S.P. acknowledges A. Umfurer for many helpful discussions on software design. We acknowledge the reviewers for their helpful feedback. We thank O. Gascuel for suggesting that we pair up more sequences beyond the original cherries in the trees, which empirically boosted the statistical efficiency of the method by around 10–30% (estimated). We also thank I. Holmes, J. Huelsenbeck, N. Thomas and W. DeWitt for helpful discussions. This research is supported in part by a National Institutes of Health grant R35-GM134922 (to Y.S.S.). The funders had no role in study design, data collection and analysis, decision to publish or preparation of the manuscript.

Author information

Authors and Affiliations

Authors

Contributions

S.P. and Y.S.S. conceived and designed the study. S.P. developed, implemented and tested the method, with assistance from Y.D., P.B., X.L. and P.-Y.C. P.B. contributed to implementing optimization with PyTorch, while X.L. and P.-Y.C. contributed to parallelizing and optimizing the computation of count matrices and the simulations. Y.D. helped with testing the method. S.P. and Y.S.S. analyzed the coevolution model. S.P. and Y.S.S. wrote the manuscript and Y.D. made edits. Y.S.S. supervised the project.

Corresponding author

Correspondence to Yun S. Song.

Ethics declarations

Competing interests

The authors declare no competing interests.

Peer review

Peer review information

Nature Methods thanks Olivier Gascuel, Alexandros Stamatakis and the other, anonymous, reviewer for their contribution to the peer review of this work. Primary Handling Editor: Arunima Singh, in collaboration with the Nature Methods team.

Additional information

Publisher’s note Springer Nature remains neutral with regard to jurisdictional claims in published maps and institutional affiliations.

Extended data

Extended Data Fig. 1 Plot of true versus estimated rate matrix entries for Fig. 1b,c.

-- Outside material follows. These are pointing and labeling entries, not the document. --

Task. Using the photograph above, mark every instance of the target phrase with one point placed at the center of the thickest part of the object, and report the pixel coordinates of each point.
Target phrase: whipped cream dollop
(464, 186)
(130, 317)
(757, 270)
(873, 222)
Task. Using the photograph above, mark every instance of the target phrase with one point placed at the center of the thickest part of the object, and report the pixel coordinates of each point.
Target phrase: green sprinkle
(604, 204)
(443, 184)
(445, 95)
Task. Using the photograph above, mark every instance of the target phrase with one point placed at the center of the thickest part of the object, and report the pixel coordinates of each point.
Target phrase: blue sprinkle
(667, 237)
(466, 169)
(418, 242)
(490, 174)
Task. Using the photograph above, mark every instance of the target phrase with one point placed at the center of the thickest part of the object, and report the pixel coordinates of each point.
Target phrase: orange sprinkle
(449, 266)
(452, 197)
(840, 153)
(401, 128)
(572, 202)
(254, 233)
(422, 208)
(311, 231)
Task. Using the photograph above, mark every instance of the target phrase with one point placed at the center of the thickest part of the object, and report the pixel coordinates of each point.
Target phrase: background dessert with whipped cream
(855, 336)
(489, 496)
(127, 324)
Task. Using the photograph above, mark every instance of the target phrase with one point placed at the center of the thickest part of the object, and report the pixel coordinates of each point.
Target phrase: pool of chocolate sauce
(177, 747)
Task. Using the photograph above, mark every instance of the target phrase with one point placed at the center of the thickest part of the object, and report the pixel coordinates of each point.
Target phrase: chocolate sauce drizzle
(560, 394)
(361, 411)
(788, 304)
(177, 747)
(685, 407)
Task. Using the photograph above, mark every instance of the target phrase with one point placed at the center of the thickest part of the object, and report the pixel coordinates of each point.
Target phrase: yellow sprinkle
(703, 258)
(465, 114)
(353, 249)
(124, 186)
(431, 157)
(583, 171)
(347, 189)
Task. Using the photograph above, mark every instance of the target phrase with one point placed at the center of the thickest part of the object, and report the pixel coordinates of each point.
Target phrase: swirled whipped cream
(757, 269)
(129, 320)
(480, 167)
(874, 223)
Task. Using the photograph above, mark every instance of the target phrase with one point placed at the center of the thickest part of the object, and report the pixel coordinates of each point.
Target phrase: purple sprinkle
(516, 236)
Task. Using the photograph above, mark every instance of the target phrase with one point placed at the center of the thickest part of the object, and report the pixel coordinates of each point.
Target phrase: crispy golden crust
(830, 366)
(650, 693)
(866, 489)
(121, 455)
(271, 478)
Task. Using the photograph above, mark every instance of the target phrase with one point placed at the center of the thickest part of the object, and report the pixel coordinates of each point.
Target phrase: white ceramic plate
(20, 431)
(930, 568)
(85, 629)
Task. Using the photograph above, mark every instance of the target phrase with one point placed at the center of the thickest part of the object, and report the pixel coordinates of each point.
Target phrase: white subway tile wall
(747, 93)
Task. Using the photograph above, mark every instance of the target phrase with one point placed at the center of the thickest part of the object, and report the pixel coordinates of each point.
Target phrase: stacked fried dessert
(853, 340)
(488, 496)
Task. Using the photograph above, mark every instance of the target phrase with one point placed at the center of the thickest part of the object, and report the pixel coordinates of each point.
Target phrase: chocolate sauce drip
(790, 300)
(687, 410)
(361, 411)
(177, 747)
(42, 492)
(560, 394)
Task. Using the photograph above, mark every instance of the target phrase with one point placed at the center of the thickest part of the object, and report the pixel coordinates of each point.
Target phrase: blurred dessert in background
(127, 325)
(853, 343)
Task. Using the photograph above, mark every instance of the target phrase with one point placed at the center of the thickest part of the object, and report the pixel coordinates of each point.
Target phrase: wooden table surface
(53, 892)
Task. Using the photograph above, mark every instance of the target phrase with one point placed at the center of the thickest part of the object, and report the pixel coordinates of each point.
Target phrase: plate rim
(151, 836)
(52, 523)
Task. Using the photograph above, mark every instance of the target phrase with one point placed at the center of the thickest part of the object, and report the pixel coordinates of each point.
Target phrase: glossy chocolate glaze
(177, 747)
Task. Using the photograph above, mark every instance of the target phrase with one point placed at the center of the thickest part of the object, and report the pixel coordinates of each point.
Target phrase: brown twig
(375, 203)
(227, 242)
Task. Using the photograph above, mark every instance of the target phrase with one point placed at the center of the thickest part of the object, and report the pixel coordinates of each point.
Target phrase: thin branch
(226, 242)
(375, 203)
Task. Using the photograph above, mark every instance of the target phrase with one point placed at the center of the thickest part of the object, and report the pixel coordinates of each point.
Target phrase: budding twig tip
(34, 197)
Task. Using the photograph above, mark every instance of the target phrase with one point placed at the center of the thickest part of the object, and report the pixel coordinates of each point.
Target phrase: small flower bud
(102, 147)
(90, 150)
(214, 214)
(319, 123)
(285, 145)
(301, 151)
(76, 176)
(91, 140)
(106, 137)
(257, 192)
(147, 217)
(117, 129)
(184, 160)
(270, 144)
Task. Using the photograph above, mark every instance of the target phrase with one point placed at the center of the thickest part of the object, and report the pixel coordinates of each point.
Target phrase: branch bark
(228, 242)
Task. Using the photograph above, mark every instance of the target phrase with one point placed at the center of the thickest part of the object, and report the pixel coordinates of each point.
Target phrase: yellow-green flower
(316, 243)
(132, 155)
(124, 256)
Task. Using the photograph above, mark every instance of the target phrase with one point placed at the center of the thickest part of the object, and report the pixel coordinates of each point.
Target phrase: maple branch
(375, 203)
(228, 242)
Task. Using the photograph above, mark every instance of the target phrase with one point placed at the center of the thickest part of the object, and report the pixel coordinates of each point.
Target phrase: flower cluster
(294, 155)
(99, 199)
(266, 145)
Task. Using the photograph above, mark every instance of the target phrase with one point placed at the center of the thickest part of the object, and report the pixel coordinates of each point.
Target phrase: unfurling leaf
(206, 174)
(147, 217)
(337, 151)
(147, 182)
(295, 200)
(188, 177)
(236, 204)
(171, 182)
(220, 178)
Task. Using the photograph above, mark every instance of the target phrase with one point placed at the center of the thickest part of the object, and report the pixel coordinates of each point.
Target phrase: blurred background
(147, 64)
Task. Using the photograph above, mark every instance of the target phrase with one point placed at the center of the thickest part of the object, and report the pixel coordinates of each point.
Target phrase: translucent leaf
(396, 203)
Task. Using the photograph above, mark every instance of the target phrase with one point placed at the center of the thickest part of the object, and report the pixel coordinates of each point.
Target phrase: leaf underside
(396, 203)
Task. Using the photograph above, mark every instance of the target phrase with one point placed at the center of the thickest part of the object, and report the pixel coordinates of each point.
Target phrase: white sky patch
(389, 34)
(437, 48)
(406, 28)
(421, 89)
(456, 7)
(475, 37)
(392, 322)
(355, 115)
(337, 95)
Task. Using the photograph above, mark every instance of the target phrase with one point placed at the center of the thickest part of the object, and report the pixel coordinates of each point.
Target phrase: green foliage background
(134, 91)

For a select number of families (the multiples of 4), we plot the true versus estimated rate matrix entries. MRE stands for median relative error; ρ is Spearman’s rank correlation; r is Pearson correlation. For reference, we also indicate the total number of sequences, sites and residues in each dataset. As more data become available, estimation accuracy increases for both methods. Importantly, the loss of statistical efficiency of CherryML with respect to EM is relatively small (an estimated ≈ 50% as seen in Fig.1c). Interestingly, with small dataset sizes, the smallest transition rates tend to be underestimated by both methods, possibly because no (or relatively too few) transitions between these states are observed.

Extended Data Fig. 2 Plot of rate matrix estimates from Fig. 1e.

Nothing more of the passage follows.